Koovagam, a picture of dereliction

The tiny village that sees a flurry of activity during the annual Koothandavar festival lacks basic amenities like roads, healthcare

Koovagam, the village that comes under media limelight every year in the Tamil month of Chithirai (April-May) when at least two lakh devotees of Lord Koothandavar, most of them from the LGBT community from around the world, congregate, has just one petty shop to cater to the entire needs of the few hundred families.

A picture of total neglect, the village has just two roads, which are in a bad shape. During the last annual Chitirai festival, SETC could operate buses only up to a point three kilometres away from the village, says Manikandan, who belongs to a family that has, for generations, been serving as priests at the Koothandavar Temple.

Even the temple, which throbs with humanity on the concluding day of the 18-day festival with transgenders, gay men, crossdressers and even others lining up to tie the ‘thaali’ and become the bride of the Lord just for a night, wears a deserted look with no visitors, except for the few men who have gathered at the nearby ‘nadaga medai’ (stage) to play parama-padham — the mythological equivalent of the board game snakes and ladders. It is not that outsiders have no business to visit the village at times other than the festival days. Its abysmal infrastructure provides little scope for locals to go anywhere. “Bus services are poor; we just have two buses to the village every day; healthcare facilities are a far cry,” says the priest.

In fact, at first sight, Koovagam is like any Indian village with idyllic settings comprising lush, green fields and narrow roads bisecting them.  It has a primary school and a primary health centre. It borders a village, Natham, a kilometre away, where two centres associated with the annual festival are situated. The grieving spot, where devotees break their bangles and mourn the death of Koothandavar, is strewn with broken glass bangles left behind by those who visited the place last May.

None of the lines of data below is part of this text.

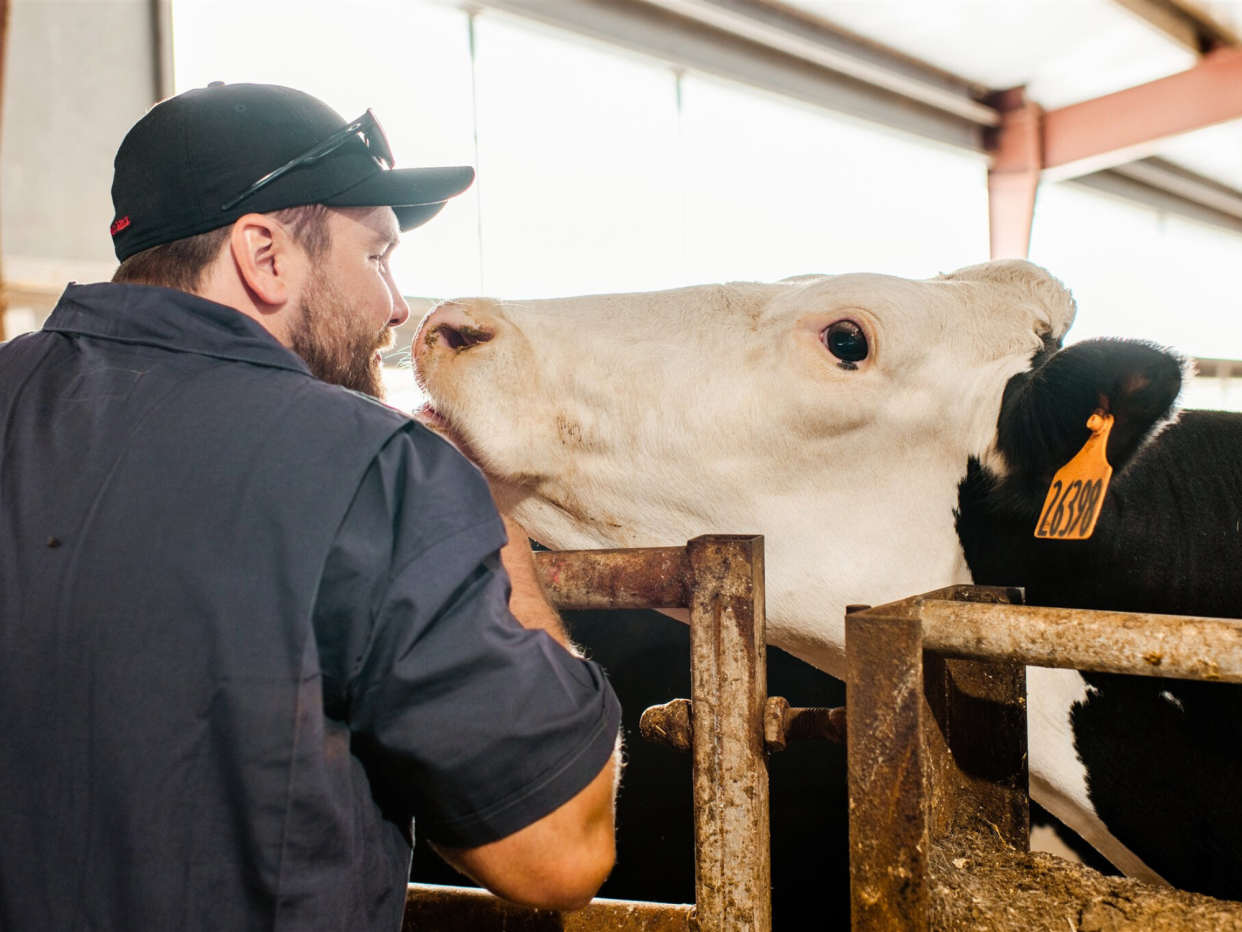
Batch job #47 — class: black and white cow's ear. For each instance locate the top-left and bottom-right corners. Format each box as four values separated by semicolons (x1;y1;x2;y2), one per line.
997;339;1186;485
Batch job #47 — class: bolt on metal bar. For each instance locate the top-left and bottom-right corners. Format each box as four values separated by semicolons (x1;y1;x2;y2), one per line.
535;547;689;611
638;696;846;752
913;599;1242;682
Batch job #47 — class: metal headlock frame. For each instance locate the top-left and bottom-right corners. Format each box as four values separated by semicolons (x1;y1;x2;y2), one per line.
402;544;1242;932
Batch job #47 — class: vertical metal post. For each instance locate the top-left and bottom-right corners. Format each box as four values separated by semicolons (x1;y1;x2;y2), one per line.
987;88;1043;258
0;0;11;343
923;655;1031;851
687;536;771;932
846;613;932;932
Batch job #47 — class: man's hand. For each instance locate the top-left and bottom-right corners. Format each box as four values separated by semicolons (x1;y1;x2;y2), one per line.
501;514;576;654
436;739;620;910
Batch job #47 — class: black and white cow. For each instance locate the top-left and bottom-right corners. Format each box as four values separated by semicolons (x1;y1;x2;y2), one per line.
414;261;1242;898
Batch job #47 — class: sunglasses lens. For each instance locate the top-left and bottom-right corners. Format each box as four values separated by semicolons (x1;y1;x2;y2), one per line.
361;116;392;168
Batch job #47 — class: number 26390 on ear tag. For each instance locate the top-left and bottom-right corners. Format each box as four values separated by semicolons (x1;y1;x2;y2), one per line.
1035;414;1113;541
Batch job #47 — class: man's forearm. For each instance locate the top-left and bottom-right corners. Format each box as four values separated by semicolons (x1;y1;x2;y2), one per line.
501;516;578;654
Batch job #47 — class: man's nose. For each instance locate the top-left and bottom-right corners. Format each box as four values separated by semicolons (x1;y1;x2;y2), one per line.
389;291;410;327
412;299;497;364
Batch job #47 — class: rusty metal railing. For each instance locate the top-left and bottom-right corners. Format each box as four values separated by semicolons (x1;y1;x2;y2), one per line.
846;585;1242;932
402;536;775;932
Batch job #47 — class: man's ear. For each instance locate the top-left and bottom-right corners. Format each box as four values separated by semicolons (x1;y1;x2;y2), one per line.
997;339;1185;486
229;214;292;307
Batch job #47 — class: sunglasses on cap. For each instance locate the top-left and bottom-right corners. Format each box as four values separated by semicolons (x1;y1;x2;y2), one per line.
220;109;394;211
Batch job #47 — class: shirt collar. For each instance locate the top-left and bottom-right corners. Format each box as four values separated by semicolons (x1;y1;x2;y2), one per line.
43;282;311;375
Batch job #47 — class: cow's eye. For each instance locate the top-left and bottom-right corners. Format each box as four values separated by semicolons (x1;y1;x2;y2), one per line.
820;321;868;363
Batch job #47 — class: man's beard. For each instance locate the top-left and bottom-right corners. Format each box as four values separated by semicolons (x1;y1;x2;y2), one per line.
289;271;392;400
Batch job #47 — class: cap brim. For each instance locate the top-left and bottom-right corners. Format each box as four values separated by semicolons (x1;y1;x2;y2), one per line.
322;165;474;216
392;201;448;232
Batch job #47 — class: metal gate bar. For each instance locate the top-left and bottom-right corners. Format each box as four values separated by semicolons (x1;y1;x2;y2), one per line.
401;884;694;932
402;536;784;932
846;585;1242;932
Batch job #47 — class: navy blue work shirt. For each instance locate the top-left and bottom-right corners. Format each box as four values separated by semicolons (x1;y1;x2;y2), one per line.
0;285;620;932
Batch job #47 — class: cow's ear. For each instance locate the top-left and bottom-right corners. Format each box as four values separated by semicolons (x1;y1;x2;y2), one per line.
997;339;1185;485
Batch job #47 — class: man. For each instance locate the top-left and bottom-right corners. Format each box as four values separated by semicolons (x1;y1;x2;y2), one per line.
0;85;620;932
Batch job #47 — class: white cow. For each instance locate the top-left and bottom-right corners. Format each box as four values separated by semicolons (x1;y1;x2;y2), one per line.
414;261;1242;899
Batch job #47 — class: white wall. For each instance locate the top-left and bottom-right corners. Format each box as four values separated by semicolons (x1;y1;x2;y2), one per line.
0;0;155;299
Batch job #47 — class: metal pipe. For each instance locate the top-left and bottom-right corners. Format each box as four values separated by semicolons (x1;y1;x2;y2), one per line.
401;884;694;932
913;599;1242;682
535;547;689;611
686;536;773;932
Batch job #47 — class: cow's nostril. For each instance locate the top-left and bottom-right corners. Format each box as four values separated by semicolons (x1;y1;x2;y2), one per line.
432;323;492;350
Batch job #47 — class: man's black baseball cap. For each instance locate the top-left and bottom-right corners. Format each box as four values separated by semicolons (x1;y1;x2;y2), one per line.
112;83;474;261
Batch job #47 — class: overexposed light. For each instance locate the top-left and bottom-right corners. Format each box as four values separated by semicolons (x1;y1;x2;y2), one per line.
683;77;987;282
1031;184;1242;359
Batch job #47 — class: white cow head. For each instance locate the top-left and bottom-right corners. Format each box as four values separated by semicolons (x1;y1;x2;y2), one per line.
414;261;1074;675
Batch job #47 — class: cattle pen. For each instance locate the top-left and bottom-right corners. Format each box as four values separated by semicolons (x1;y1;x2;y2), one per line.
402;536;1242;932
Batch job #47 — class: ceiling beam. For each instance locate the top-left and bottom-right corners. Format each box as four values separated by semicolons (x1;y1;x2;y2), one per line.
1115;0;1242;53
1043;48;1242;180
646;0;1000;127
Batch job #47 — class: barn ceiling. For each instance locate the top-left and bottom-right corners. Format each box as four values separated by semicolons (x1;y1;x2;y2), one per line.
769;0;1242;211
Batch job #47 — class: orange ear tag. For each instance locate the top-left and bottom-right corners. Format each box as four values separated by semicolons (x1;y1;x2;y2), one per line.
1035;414;1113;541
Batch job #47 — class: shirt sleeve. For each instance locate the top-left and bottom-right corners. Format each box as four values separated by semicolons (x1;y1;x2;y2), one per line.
314;424;621;847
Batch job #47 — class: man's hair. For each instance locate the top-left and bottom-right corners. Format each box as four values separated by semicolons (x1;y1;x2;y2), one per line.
112;204;330;292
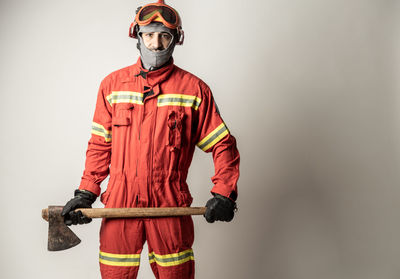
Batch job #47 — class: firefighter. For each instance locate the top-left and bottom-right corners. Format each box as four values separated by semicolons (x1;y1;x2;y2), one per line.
62;1;239;279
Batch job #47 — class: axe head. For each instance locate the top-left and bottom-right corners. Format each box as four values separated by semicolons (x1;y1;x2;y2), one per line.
42;206;81;251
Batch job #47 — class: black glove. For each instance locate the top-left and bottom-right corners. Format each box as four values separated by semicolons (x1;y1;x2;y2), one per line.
204;194;236;223
61;190;97;226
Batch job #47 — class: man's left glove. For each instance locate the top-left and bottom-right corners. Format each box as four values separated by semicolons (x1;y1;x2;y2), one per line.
61;190;97;226
204;194;236;223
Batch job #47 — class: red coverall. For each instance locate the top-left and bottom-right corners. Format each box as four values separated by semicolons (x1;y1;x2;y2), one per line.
79;58;239;279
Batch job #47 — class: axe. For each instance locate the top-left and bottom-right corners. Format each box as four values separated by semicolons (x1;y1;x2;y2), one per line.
42;206;206;251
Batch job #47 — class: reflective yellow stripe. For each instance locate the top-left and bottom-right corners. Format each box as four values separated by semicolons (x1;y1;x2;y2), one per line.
106;91;143;106
157;94;201;110
149;249;194;266
99;251;140;266
197;123;229;151
92;122;112;142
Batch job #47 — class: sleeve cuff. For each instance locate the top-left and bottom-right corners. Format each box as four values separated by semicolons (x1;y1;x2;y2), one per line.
79;179;101;196
211;186;237;202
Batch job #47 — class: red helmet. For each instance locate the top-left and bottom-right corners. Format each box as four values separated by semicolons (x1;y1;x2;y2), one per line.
129;0;185;45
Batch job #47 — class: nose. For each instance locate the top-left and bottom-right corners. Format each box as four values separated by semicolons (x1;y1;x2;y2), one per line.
153;34;163;50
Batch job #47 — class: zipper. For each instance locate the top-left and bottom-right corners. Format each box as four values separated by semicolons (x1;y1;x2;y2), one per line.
136;102;145;177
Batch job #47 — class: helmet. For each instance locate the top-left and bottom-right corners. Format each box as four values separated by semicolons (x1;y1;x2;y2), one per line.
129;0;185;45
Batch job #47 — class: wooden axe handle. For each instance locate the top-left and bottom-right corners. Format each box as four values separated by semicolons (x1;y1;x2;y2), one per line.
42;207;206;221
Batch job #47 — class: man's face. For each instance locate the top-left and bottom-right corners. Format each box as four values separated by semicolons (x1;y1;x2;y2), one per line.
142;32;172;51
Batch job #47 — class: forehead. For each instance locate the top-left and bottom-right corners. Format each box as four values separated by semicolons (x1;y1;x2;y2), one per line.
142;31;171;35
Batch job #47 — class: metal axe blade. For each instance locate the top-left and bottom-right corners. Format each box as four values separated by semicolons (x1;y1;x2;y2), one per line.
43;206;81;251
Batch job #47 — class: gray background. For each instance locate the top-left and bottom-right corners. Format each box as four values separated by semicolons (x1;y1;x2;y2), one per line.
0;0;400;279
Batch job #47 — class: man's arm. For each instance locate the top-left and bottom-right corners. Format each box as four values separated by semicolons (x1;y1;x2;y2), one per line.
62;80;112;225
197;87;240;223
79;82;112;196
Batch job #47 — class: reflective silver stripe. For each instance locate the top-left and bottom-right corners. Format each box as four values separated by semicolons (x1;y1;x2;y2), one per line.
99;251;140;266
197;123;229;151
106;91;143;105
99;254;140;263
92;122;112;142
149;249;194;266
157;94;201;110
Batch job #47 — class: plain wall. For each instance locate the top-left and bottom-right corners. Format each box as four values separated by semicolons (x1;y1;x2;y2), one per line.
0;0;400;279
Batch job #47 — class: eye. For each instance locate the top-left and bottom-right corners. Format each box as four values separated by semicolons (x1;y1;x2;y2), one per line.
162;33;171;40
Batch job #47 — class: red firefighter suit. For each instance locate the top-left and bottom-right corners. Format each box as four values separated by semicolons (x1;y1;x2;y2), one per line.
79;58;239;279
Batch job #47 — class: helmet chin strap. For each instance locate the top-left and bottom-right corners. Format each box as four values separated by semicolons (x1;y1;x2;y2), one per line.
137;23;176;71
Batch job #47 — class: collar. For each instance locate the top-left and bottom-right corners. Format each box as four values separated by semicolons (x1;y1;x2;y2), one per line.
127;57;175;87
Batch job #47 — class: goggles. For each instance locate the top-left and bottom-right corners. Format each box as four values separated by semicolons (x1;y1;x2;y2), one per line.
129;0;184;45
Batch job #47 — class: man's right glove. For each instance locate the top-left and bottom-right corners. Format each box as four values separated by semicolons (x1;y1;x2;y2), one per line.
204;194;236;223
61;190;97;226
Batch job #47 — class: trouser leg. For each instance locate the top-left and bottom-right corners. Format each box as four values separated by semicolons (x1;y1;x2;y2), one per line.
144;216;194;279
99;219;145;279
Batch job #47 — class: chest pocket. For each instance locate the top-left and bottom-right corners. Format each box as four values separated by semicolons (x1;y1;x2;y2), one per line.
112;104;134;127
168;110;185;151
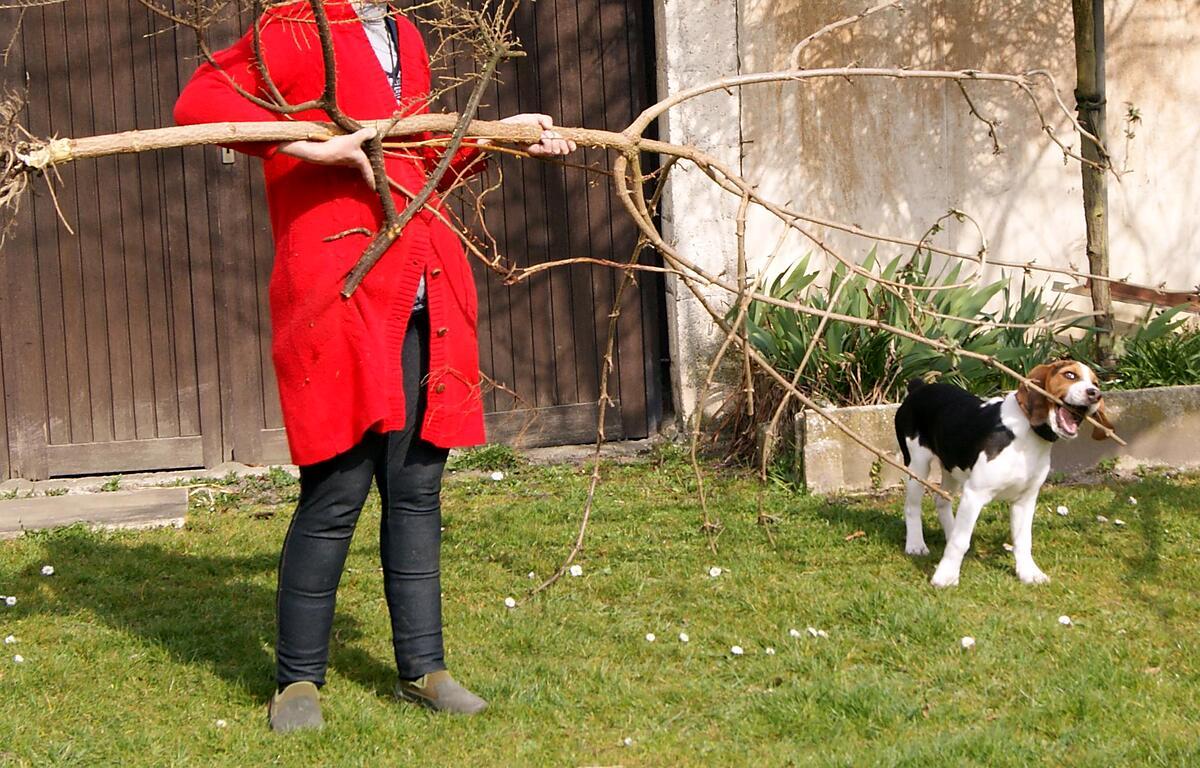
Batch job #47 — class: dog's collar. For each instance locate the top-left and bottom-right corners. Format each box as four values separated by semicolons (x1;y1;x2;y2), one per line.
1033;421;1058;443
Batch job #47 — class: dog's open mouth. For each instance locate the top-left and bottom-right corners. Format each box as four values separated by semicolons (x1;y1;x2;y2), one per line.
1054;406;1087;437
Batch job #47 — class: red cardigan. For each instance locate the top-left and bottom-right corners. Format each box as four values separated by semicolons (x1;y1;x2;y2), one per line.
175;0;484;464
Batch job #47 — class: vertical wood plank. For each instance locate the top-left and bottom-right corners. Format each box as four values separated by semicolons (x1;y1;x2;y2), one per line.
126;5;181;437
578;0;629;412
154;11;204;441
40;4;95;443
169;39;233;467
0;24;48;480
104;2;158;439
534;2;587;406
508;4;558;408
0;314;13;481
81;2;136;442
13;11;71;451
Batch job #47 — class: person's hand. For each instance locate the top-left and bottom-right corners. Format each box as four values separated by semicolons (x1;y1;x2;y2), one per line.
500;113;575;157
280;128;376;187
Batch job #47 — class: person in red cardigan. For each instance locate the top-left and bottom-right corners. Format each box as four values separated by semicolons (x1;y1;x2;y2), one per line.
175;0;575;732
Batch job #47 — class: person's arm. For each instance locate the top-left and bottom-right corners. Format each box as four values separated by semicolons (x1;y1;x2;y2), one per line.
276;128;376;187
174;16;296;158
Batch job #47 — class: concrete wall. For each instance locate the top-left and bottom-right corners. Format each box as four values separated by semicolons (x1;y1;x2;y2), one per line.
658;0;1200;413
654;0;742;416
796;386;1200;493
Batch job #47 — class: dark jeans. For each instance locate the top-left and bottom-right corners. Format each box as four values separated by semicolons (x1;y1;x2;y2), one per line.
275;312;449;686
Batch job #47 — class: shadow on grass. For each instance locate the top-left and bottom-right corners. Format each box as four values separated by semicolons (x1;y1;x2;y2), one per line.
1103;476;1196;620
817;494;1037;581
816;498;946;580
30;528;395;702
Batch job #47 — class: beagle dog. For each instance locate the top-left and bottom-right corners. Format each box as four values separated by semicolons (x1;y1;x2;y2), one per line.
895;360;1112;587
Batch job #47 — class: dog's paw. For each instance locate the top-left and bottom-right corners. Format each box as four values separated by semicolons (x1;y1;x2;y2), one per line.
1016;563;1050;584
929;565;959;589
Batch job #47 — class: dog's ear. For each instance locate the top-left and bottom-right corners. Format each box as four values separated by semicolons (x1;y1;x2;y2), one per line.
1092;397;1112;440
1016;364;1054;426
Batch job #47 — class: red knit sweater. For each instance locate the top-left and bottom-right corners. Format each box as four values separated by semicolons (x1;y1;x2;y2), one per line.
175;0;484;464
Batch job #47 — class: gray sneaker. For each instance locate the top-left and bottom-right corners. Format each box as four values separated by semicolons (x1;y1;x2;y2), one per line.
396;670;487;715
266;680;325;733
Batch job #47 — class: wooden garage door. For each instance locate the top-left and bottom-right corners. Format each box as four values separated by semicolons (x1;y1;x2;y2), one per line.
0;0;661;478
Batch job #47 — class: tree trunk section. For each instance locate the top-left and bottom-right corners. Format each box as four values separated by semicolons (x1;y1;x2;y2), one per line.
1070;0;1114;366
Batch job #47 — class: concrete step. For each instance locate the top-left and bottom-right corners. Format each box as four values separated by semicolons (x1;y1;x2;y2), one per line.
0;488;187;539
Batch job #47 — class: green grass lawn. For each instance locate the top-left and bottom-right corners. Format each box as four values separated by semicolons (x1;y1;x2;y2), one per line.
0;460;1200;766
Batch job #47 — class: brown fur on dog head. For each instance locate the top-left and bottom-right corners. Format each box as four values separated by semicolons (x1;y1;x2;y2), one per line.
1016;360;1112;440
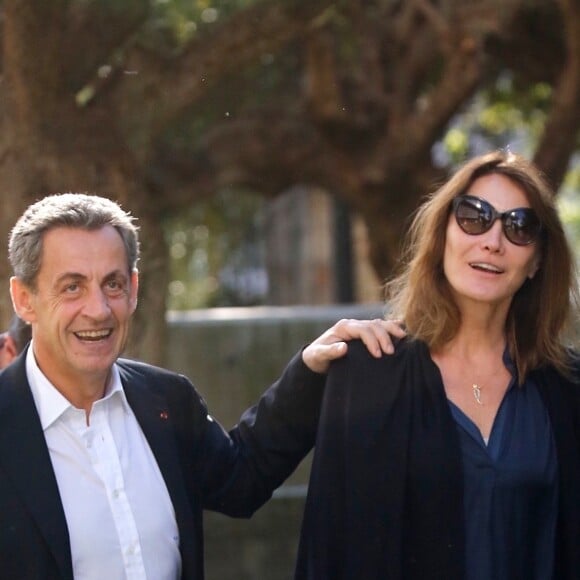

More than three months after the ritual, no one has bothered to clear the broken bangles and the grove covered with dense foliage, including a banyan and tamarind trees, is pervaded by a sense of tranquil with a group of men playing cards in one corner. “You must visit during the festival, when at least two lakh people come here. In fact, we leave the fields open to accommodate the visitors,” says Manikandan. This village has a direct link to the great war of Mahabharatha that raged across the battlefield in Kurukshetra, present-day Panipat, adds the priest.

The villagers seek to dispel the notion that this is a festival for transgenders alone. Arumugam, a village elder who gets the kaappu (thread) tied on his wrist just before the start of the festival, says that people from all over the ‘jilla’ participate in it.